13ヶ月(現行) 4ループ炉心における水平方向の燃料集合体配置例
13ヶ月(現行) 4ループ炉心における水平方向の燃料集合体配置例
16ヶ月(将来)4ループ炉心における水平方向の燃料集合体配置例
16ヶ月(将来)4ループ炉心における水平方向の燃料集合体配置例

長サイクル運転への対応例として、現行の燃料設計をそのまま使用して運転期間を13ヶ月から16ヶ月まで延長した場合の設計例を左図に示します。

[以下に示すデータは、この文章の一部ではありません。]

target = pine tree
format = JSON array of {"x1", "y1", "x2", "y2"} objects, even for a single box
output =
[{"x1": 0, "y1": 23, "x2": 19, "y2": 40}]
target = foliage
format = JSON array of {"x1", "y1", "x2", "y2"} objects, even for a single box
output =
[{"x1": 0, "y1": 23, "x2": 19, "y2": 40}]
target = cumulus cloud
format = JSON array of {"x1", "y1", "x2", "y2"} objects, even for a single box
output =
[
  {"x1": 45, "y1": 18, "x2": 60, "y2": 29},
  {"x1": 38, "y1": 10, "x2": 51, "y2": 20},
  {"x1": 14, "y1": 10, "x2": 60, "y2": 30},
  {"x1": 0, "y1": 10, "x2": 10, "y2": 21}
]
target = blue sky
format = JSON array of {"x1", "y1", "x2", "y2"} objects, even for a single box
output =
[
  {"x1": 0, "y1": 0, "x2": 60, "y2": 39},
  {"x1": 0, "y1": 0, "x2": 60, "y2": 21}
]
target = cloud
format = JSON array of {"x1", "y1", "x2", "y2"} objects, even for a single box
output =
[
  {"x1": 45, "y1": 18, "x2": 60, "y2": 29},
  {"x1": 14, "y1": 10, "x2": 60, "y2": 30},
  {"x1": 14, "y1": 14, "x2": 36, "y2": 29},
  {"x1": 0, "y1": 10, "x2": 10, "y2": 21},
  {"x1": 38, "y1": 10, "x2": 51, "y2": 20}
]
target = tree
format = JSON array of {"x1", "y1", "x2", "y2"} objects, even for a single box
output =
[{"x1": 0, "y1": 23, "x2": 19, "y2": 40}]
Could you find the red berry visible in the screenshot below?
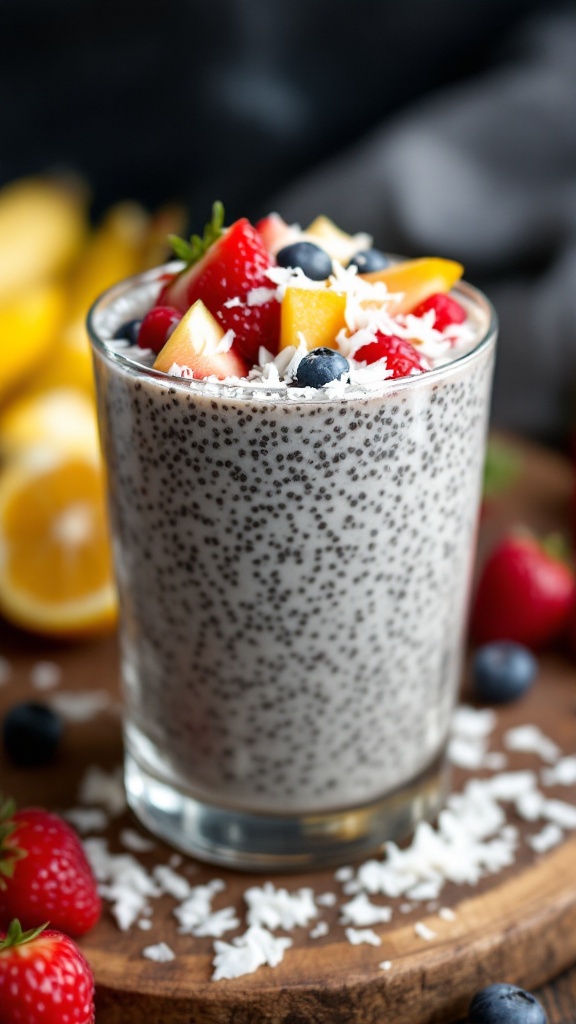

延長した運転期間を通じて、定格出力を確保するために、新燃料の装荷体数を増加(60体→72体)しています。
基本設計への影響は、炉心の余剰反応度が増加すること、反応度の高い新燃料が接近して配置される傾向を受けて局所的な燃料集合体出力が上昇することが挙げられます。
そのため、冷却材中のほう素濃度の上昇、中性子を吸収するガドリニア入り燃料装荷体数の増加(20体→32体)、炉心内側の新燃料を分散配置させる等の工夫といった設計上の対応を行います。
また、長サイクル化による安全解析やプラント設備への影響を評価するため、各種パラメータの確認や入力値の設定を行います。